None of the recently departed managers and coaches intended that any of their players and teams not do well. They wanted to win. They knew their jobs depended more on results than rhetoric.
The newspapers covering the teams didn't try to conceal their failings, and wouldn't try to conceal the impact of the following kinds of events:
A Hockey team that is perpetually on the wrong end of a power play can play exciting hockey for a few minutes, but eventually they will lose. Often they will lose badly.
A Football team with a center who repeatedly tries to trip the quarterback by stepping on his feet is going to lose more often than it wins. Usually it will lose badly.
A Baseball team that tried to play with two outfielders would have some pretty big alleys and a lot of scoring, but little success.
The media would get the word out, and after a while, the fans would stop coming.
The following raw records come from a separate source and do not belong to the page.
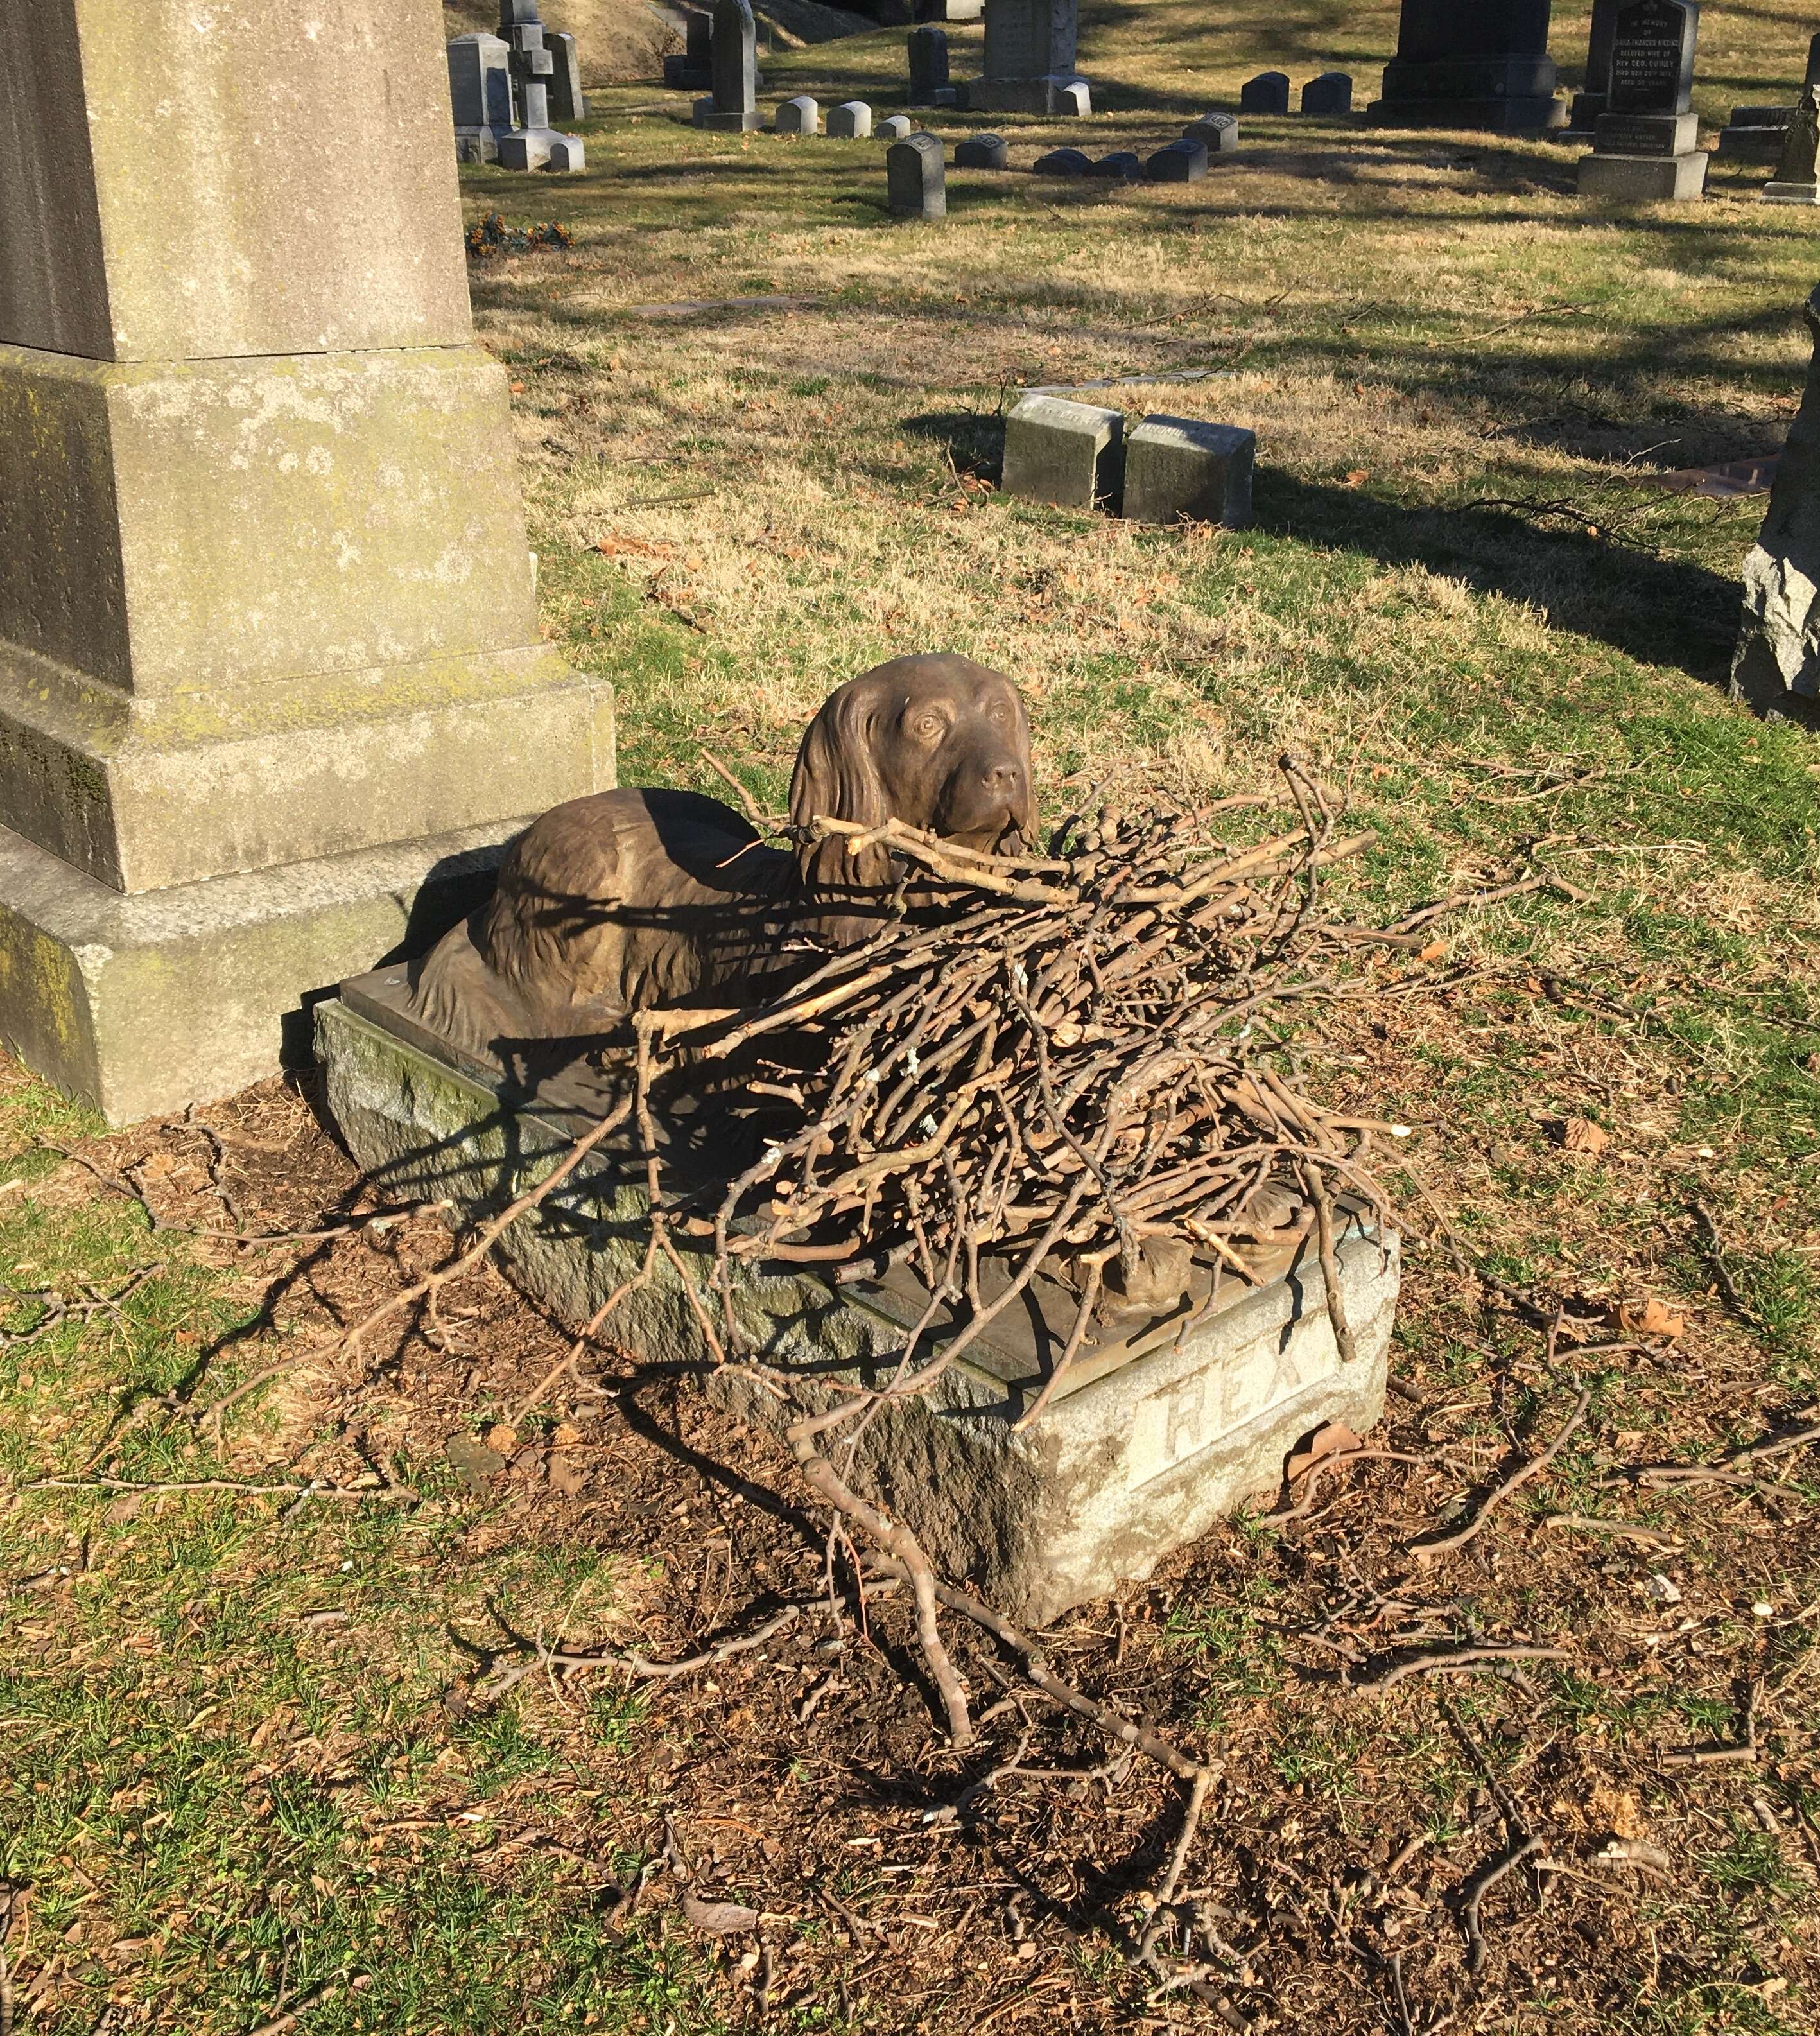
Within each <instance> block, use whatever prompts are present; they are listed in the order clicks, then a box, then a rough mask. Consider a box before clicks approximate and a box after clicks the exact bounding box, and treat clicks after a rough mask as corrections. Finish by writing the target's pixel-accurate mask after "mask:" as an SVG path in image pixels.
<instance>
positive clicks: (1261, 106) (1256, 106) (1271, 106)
mask: <svg viewBox="0 0 1820 2036" xmlns="http://www.w3.org/2000/svg"><path fill="white" fill-rule="evenodd" d="M1238 110H1240V112H1242V114H1287V112H1289V77H1287V75H1285V73H1283V71H1258V75H1256V77H1250V79H1246V83H1244V86H1242V88H1240V94H1238Z"/></svg>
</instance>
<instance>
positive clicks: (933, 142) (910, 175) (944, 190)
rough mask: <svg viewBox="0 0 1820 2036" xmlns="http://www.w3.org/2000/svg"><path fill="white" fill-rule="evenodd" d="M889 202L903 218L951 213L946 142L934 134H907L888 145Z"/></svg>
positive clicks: (888, 174)
mask: <svg viewBox="0 0 1820 2036" xmlns="http://www.w3.org/2000/svg"><path fill="white" fill-rule="evenodd" d="M886 204H888V206H890V210H892V216H894V218H900V220H945V218H947V216H949V193H947V177H945V171H943V145H941V140H939V136H934V134H906V136H904V140H894V143H892V147H890V149H886Z"/></svg>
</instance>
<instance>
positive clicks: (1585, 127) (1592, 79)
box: [1568, 0, 1618, 138]
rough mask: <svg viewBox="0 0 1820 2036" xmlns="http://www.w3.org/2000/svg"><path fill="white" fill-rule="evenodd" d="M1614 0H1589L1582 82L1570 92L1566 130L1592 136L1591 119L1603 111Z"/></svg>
mask: <svg viewBox="0 0 1820 2036" xmlns="http://www.w3.org/2000/svg"><path fill="white" fill-rule="evenodd" d="M1616 18H1618V0H1592V26H1590V31H1588V35H1586V83H1584V86H1582V88H1580V92H1576V94H1574V106H1572V110H1570V114H1568V130H1570V132H1572V134H1580V136H1588V138H1590V136H1592V122H1594V120H1598V116H1600V114H1602V112H1606V106H1608V100H1610V90H1612V24H1614V22H1616Z"/></svg>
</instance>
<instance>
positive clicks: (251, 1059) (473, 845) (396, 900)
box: [0, 821, 521, 1124]
mask: <svg viewBox="0 0 1820 2036" xmlns="http://www.w3.org/2000/svg"><path fill="white" fill-rule="evenodd" d="M519 825H521V823H513V821H505V823H495V825H493V827H480V829H468V831H464V833H456V835H438V837H432V839H423V841H407V843H401V845H399V847H389V849H368V851H364V853H358V855H330V857H324V859H322V861H311V863H293V865H291V867H287V869H263V871H259V873H254V875H232V878H216V880H212V882H208V884H177V886H173V888H171V890H161V892H151V894H147V896H138V898H128V896H122V894H120V892H116V890H110V888H108V886H106V884H96V880H94V878H86V875H81V871H77V869H71V867H69V863H63V861H59V859H57V857H55V855H47V853H45V851H43V849H39V847H33V843H29V841H24V839H22V837H20V835H14V833H10V831H8V829H4V827H0V1042H4V1044H6V1047H8V1049H10V1051H12V1053H16V1055H18V1057H20V1059H22V1061H24V1063H26V1067H31V1069H35V1071H37V1073H41V1075H45V1079H47V1081H53V1083H57V1087H61V1089H67V1091H69V1093H71V1095H79V1097H81V1099H83V1101H86V1104H90V1106H94V1108H96V1110H100V1112H102V1116H104V1118H106V1120H108V1122H110V1124H132V1122H136V1120H138V1118H149V1116H163V1114H167V1112H177V1110H183V1108H185V1106H189V1104H195V1101H208V1099H212V1097H218V1095H232V1093H234V1091H236V1089H244V1087H246V1083H250V1081H261V1079H263V1077H267V1075H273V1073H277V1071H279V1067H281V1065H291V1067H297V1065H307V1059H309V1042H307V1020H305V1014H303V1004H305V1002H307V998H309V996H311V994H320V992H324V989H330V987H332V985H334V983H338V981H340V979H342V977H344V975H346V973H348V969H358V967H362V965H366V963H371V961H373V957H375V955H393V953H421V951H423V949H425V947H430V945H434V943H436V941H438V939H440V937H442V935H444V932H446V930H448V928H450V926H452V924H454V922H456V920H458V918H462V916H464V914H466V912H470V910H474V906H476V904H478V902H480V900H482V898H485V894H487V890H489V888H491V884H493V871H495V867H497V865H499V853H501V843H505V841H507V839H509V837H511V835H513V833H517V827H519Z"/></svg>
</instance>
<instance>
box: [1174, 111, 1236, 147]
mask: <svg viewBox="0 0 1820 2036" xmlns="http://www.w3.org/2000/svg"><path fill="white" fill-rule="evenodd" d="M1181 138H1183V140H1197V143H1199V145H1201V147H1203V149H1205V151H1207V155H1236V153H1238V120H1234V116H1232V114H1201V118H1199V120H1191V122H1189V124H1187V126H1185V128H1183V130H1181Z"/></svg>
Everyone loves a winner and even a loser that tries to win. No one loves a loser that is content losing.
No owner would tolerate keeping a coach or manager who actually tried to lose.
How different Republican politics are.
When you hear the term "the base," you might think that the people in that group must be the most reliable Republican voters around. Actually, they are the least reliable. They have no values that stir them but one, and the target of their wrath are most often their own teammates.
We actually have a group of Republican office holders who have publicly announced that they would rather lose than seek a majority that included people with different views. Worse, they act on that premise.
And the same media that is so eager to report on sports coaching follies wants to be a player in all of this, wants to help the part of the party that is set on losing.
Check your pocketbook. Sports is illusion. Politics is reality.